KESADARAN MISTIK (MYSTICAL CONSIOUSNESS)

OLEH : 
KHILMI ZUHRONI
Tradisi mistik dalam Islam pertama kali muncul sebagai respon terhadap formalisasi ajaran Islam yang terlalu ketat dalam berbagai aturan hukum yang berlaku. Tradisi ini bermula dari pusat-pusat budaya Iraq dan Persia selama abad VIII M. Respon yang ternyata melahirkan ketegangan panjang tersebut lalu memunculkan sufisme  sebagai suatu metode ekstatik untuk merealisasikan spiritualitas Islam.[1]

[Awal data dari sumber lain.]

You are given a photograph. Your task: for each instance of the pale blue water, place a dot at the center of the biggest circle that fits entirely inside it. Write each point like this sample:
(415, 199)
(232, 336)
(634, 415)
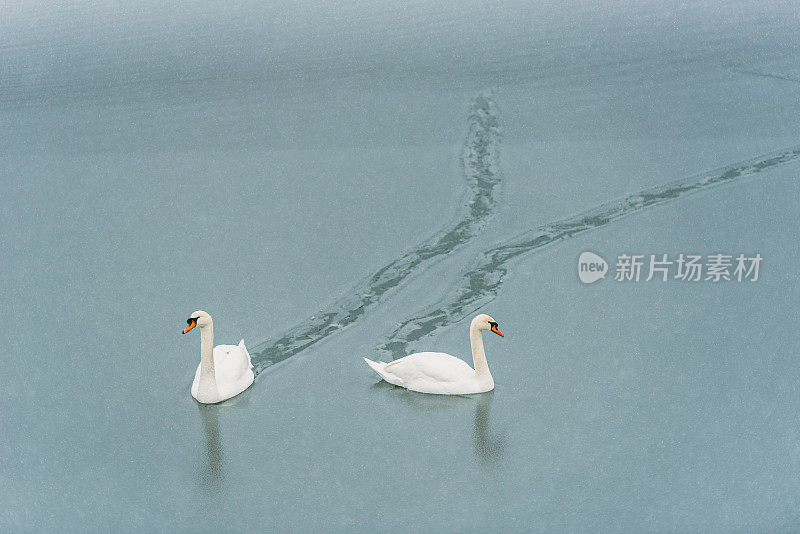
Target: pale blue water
(338, 182)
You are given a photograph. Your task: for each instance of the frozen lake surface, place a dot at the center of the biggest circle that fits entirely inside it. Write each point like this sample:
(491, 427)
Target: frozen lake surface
(334, 183)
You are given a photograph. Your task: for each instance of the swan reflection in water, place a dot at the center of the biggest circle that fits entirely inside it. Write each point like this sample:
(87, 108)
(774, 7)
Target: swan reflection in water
(488, 447)
(213, 475)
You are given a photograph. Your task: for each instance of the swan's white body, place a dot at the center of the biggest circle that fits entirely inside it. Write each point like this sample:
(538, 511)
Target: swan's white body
(439, 373)
(224, 371)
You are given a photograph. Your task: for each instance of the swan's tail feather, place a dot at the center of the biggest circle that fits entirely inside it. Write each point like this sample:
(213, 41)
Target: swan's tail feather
(244, 349)
(380, 368)
(376, 366)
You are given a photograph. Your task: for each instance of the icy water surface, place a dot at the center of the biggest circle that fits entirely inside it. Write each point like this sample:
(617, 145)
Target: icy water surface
(338, 181)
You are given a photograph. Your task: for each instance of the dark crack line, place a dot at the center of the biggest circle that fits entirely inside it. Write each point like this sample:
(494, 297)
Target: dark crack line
(480, 165)
(481, 284)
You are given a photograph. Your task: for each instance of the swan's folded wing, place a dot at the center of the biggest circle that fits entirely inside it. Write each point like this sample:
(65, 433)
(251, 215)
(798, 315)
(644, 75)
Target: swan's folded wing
(231, 362)
(430, 367)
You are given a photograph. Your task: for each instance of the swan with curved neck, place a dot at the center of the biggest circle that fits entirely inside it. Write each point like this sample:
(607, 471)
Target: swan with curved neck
(224, 371)
(439, 373)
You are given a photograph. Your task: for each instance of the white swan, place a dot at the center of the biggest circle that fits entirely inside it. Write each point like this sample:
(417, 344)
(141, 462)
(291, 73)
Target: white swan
(435, 372)
(224, 370)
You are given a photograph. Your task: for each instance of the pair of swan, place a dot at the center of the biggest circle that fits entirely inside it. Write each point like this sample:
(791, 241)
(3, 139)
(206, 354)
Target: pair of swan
(226, 370)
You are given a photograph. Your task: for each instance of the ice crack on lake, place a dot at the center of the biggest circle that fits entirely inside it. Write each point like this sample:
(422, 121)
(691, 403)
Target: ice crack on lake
(480, 166)
(481, 284)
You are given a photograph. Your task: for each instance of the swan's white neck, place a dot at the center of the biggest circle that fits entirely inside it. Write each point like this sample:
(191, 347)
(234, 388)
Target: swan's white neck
(478, 355)
(207, 349)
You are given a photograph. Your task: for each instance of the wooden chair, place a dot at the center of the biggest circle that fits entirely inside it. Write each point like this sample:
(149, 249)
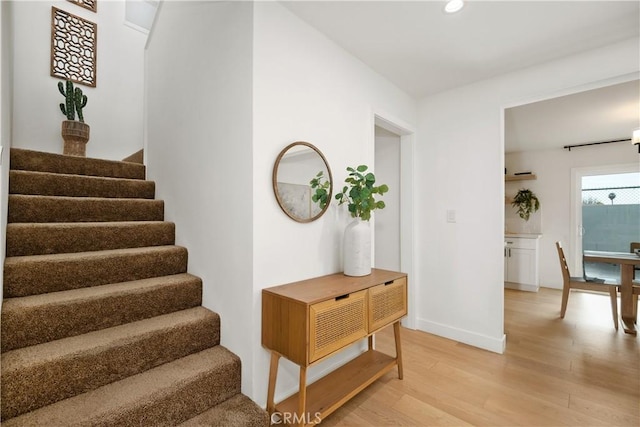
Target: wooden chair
(581, 283)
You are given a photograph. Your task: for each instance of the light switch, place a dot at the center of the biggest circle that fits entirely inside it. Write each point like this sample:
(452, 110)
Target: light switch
(451, 215)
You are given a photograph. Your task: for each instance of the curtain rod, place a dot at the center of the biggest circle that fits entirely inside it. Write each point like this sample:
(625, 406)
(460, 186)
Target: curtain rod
(569, 147)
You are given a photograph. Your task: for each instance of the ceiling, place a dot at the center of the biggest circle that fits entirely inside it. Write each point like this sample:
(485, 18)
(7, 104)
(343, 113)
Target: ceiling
(423, 51)
(604, 114)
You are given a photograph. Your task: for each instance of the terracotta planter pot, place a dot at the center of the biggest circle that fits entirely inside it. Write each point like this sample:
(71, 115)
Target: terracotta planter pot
(75, 135)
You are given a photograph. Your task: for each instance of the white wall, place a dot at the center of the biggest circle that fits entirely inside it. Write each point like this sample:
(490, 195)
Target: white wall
(553, 188)
(461, 152)
(114, 109)
(199, 152)
(306, 88)
(6, 80)
(387, 223)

Metode ekstatik sendiri muncul sebab terpengaruh oleh perasaaan manusia yang dapat menjalin hubungan langsung dengan Tuhan, yang tidak boleh dianggap sebagai Dzat Penguasa Penuh Kuasa yang berjarak atas takdir-takdir umat manusia, tapi sebagai Sahabat dan Kekasih jiwa. Kaum mistikus memiliki hasrat untuk mengenal Tuhan, mencintai-Nya, dan menerima wahyu Tuhan melalui pengetahuan langsung, serta memasuki keintiman dengan-Nya.[2]  
Mistisisme Islam dapat dipahami sebagai jalan pengetahuan yang dengannya unsur cinta terkait sesuai dengan struktur wahyu Islam. Dia memiliki pertalian yang sangat erat dengan filsafat Islam selama berabad-abad. Persinggungan ini kadangkala dalam bentuk kritik, negasi atau integrasi paduan keduanya. Khususnya setelah memasuki abad XV M, para filosof dimasukkan kedalam rumpun spiritual yang sama dengan para sufi, sebab keduanya mempunyai tujuan bersama ke arah pencapaian pengetahuan puncak.[3]
Mistik adalah kesadaran akan adanya komunikasi dan dialog antara roh manusia dengan Tuhan dengan mengasingkan diri dan kontemplasi. Kesadaran berada dekat dengan Tuhan itu dapat mengambil bentuk ‘Ittihād bersatu dengan Tuhan.[4] Pada umumnya tujuan dari semua kehidupan mistik adalah untuk mencapai penyatuan dengan Tuhan. Ada beberapa istilah yang sering digunakan untuk menggambarkan penyatuan tersebut. Diantaranya adalah; fanā’, waqfāt, dan hulūl (‘Ittihād). Fanā’ (pembinasaan atau pematian), yakni hilangnya kesadaran terhadap dunia luar dan kehidupan rohani manuju keabadian diri. Fanā’ juga dapat disebut sebagai sebuah proses yang bertahap mulai dari meninggaklan diri dari keinginan-keinginan duniawi, hilangnya secara bertahap kesadaran diri, dan berakhir dengan keadaan tenggelam total ke dalam perenungan terhadap Tuhan.[5]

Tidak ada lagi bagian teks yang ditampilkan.